Pinocchio proved feature-length animation was here to stay. By at the same time proving Snow White and the Seven Dwarfs wasn’t just beginners luck. Pinocchio was a lot more complex and made far greater use of its animation. Including a trailblazing use of realistically drawn machinery, rain, water, and so much more that still holds up today. Instead of a straightforward fairy tale, Pinocchio is based on Italian children’s book The Adventures of Pinocchio. Walt Disney loved the story when it was brought to his attention.

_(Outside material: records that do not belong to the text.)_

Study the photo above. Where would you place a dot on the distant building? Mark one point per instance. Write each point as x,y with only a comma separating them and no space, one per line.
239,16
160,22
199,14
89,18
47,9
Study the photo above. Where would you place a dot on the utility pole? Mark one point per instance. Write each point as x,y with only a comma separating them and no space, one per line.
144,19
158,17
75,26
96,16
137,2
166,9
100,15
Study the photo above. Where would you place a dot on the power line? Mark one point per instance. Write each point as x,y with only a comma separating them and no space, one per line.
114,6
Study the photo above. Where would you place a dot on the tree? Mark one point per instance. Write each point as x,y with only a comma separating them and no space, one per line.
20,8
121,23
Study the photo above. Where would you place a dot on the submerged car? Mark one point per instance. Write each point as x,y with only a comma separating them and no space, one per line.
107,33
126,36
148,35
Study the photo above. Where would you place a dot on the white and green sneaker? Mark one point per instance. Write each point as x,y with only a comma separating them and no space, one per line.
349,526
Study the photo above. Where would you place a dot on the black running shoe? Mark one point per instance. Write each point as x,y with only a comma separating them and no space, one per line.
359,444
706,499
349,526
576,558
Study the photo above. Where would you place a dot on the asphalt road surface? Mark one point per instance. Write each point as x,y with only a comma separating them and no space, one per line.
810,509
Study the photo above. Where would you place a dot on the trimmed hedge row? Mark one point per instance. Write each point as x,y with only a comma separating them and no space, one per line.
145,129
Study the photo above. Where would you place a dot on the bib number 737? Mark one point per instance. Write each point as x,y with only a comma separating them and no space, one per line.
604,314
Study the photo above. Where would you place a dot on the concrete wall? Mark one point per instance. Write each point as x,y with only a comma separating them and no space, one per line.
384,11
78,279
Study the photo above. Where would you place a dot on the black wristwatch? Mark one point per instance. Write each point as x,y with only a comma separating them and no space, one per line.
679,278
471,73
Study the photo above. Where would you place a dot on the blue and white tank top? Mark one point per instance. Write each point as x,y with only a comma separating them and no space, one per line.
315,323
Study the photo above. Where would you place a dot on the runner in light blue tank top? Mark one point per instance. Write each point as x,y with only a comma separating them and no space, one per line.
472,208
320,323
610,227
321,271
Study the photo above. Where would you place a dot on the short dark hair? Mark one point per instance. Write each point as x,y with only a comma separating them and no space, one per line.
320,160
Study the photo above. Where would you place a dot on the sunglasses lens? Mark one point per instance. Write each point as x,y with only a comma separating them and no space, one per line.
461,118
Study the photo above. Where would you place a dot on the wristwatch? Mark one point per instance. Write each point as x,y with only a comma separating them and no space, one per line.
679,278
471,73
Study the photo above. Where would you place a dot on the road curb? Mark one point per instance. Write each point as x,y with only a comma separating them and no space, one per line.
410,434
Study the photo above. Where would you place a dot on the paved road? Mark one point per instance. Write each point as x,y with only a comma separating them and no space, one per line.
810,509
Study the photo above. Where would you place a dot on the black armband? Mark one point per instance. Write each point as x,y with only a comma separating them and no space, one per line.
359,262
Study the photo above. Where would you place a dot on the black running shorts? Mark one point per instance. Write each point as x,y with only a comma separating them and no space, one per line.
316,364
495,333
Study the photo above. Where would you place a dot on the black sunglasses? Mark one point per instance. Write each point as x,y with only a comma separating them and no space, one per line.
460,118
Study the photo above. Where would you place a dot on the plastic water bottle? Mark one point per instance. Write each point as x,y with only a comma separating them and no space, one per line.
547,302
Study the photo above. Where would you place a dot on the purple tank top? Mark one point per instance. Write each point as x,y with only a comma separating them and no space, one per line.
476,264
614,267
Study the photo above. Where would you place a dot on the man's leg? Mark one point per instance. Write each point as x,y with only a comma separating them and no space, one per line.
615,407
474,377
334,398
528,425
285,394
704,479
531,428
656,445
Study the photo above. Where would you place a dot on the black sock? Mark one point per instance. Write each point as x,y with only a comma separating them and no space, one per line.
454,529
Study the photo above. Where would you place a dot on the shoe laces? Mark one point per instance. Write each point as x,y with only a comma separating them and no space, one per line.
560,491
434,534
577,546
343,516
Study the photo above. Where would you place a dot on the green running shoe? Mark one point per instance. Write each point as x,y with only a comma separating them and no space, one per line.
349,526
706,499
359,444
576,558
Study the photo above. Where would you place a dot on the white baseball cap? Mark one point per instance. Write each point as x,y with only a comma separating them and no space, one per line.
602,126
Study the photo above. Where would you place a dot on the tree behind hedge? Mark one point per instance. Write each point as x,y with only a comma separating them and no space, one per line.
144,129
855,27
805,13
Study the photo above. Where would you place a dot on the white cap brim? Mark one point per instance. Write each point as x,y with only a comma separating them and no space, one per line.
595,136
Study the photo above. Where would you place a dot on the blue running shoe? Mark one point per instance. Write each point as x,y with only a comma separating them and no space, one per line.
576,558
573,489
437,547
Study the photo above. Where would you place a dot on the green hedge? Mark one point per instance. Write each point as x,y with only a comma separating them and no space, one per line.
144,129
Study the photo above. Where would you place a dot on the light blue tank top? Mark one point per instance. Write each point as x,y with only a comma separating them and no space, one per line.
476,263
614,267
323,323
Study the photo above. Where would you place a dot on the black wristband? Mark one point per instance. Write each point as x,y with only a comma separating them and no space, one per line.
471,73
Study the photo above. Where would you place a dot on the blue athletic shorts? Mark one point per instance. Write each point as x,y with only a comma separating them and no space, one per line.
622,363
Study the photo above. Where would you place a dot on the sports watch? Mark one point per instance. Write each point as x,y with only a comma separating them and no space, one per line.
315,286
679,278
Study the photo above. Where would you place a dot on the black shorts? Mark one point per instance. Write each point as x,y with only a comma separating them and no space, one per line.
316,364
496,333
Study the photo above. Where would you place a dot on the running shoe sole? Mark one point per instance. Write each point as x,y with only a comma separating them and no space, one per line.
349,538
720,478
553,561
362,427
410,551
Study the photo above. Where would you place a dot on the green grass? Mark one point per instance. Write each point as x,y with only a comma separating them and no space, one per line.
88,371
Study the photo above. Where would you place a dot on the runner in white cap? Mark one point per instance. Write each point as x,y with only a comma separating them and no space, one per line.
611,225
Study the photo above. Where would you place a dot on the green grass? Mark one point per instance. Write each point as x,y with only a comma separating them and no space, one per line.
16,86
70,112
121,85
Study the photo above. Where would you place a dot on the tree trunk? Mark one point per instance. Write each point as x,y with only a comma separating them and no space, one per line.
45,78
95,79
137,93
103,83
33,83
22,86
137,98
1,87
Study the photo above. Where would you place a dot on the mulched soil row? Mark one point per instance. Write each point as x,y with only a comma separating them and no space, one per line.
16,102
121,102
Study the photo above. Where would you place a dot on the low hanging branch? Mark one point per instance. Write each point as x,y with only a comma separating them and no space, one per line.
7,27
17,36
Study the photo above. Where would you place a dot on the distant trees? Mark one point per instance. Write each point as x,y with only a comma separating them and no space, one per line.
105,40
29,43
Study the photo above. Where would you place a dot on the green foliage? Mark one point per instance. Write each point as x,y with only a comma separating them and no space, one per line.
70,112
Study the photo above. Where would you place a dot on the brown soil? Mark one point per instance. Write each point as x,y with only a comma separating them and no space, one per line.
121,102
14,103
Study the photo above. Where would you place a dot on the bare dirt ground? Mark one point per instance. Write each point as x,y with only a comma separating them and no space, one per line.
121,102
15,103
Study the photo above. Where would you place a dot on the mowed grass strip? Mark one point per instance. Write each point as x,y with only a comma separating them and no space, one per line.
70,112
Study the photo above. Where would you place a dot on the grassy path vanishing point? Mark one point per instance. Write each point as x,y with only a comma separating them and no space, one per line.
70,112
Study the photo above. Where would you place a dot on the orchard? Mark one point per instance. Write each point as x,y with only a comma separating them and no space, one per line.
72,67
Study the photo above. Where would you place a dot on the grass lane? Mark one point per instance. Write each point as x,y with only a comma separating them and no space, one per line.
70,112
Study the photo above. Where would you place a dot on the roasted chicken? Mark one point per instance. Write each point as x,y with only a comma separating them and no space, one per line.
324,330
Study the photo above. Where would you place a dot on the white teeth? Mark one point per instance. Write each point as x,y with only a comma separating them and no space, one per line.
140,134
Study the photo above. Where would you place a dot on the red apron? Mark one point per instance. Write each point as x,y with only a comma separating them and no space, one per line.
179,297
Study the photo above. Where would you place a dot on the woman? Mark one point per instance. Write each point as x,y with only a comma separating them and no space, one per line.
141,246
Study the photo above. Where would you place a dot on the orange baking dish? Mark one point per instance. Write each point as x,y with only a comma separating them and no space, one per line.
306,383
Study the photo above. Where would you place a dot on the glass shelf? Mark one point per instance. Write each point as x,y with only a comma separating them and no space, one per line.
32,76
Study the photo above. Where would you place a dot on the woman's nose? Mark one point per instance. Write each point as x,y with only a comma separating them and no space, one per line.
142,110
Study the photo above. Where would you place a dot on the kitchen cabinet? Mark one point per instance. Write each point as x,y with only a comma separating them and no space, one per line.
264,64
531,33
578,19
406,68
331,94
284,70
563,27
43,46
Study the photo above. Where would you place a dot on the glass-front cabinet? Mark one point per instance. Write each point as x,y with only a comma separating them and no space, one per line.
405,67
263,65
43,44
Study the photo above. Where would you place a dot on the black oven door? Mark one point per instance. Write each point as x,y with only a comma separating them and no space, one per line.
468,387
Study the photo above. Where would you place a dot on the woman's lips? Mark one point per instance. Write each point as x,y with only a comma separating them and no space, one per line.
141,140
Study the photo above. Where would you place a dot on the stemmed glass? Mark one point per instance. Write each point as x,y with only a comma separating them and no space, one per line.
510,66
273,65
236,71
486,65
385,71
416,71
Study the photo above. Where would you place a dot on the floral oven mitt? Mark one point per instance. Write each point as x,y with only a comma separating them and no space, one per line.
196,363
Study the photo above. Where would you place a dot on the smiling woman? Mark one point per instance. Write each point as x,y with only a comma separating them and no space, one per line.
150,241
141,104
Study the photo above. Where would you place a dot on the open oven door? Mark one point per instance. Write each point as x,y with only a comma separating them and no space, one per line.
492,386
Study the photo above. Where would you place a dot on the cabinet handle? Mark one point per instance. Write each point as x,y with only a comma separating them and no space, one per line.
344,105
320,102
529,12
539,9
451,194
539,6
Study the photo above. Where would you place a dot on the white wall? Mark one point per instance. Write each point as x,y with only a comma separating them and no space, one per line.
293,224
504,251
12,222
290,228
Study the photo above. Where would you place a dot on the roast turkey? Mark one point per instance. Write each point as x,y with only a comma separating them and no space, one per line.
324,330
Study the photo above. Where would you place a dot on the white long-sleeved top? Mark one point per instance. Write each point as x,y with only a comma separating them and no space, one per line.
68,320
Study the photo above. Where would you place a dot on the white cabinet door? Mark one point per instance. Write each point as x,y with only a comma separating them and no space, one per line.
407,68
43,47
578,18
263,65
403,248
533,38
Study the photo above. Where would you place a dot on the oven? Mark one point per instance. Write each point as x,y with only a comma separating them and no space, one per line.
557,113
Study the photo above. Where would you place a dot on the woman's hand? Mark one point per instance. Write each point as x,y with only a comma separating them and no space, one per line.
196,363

However, drastic Disneyfication had to be taken. Pinocchio will always be a puppet that wants to be real and whose nose grows when he lies, but the original character is far different. He’s rude, unsympathetic, and actually squishes the helpful cricket. The story itself didn’t need much expanding. Despite its many technical achievements, Pinocchio wasn’t a box-office success. Since it was released in 1940 during World War II. But that didn’t stop Disney’s second feature film from winning 2 Oscars for Best Original Score and Original Song for “When You Wish Upon a Star.” A song so memorable it became the theme for Walt Disney Studios itself…
Pinocchio is another Disney classic I watched multiple times on VHS when I myself was a real boy. Although it wasn’t always a pleasant viewing experience. Since Pinocchio is actually one of the darker Disney animated movies. Even after the extensive changes that were made. It all begins with kindly old woodcarver Geppetto. His shop is filled with many intricate carvings. Geppetto lives with his cat Figaro and fish Cleo, but he longs to be a father. So he builds a wooden marionette boy named Pinocchio. The first male protagonist in a Disney movie. In stark contrast to the book, Pinocchio is sweet, innocent, and a little naive.
To counter that, the nameless talking cricket is expanded and given the era appropriate name Jiminy Cricket. The comical sidekick became one of Disney’s most iconic characters. After the lovely Blue Fairy gives Pinocchio life, she appoints Jiminy as his conscious. To help guide him towards making the right choices in life. Only when displaying the virtues of bravery, loyalty, and honesty will he become a real boy. If he lies, Pinocchio’s nose famously grows bigger and bigger. What makes Pinocchio so dark is just how much the poor lad has to go through to reach his goal. There are multiple villains all out to tempt and/or deceive the little wooden puppet.
Despite the human filled world they live in, the first antagonists are an anthropomorphic fox and cat named “Honest” John and assistant Giddy. They’re manipulative shysters that lead Pinocchio to his next and most despicable antagonist. Stromboli is a cruel tyrannical puppet master who uses him in his show. The most traumatizing stuff is everything that happens on Pleasure Island. A place where naughty boys are free to smoke, drink, gamble, and be as rambunctious as possible (hey, it was the 40’s). Nothing is more scarring than a boy named Lampwick being turned into a donkey. As it turns out, an evil Coachman is selling the transformed children into labor. It’s an unsettling detail that never gets resolved. In their search to find Geppetto, Pinocchio and Jiminy find him in the belly of the final antagonist. A monsterous giant whale named Monstro. The final conflict costs Pinocchio his life, but it’s enough to finally make him a real boy.
The animation is a bit more stylized with the lone exception of the Blue Fairy. The underwater sequences and other technical details make it so hard to believe this was 80 years ago. This was also the first animated movie to use famous celebrities as voice actors. Something that would later become the norm. The songs are some of the best of the Golden Age. “When You Wish Upon a Star” is an inspiring dreamers song that represents all of Disney’s best qualities. There’s also the catchy “Give a Little Whistle” and joyful puppet anthem “I’ve Got No Strings.” With a maintained score of 100% on Rotten Tomatoes, Pinocchio is truly a well-crafted work of art that represents the peak of Disney animation.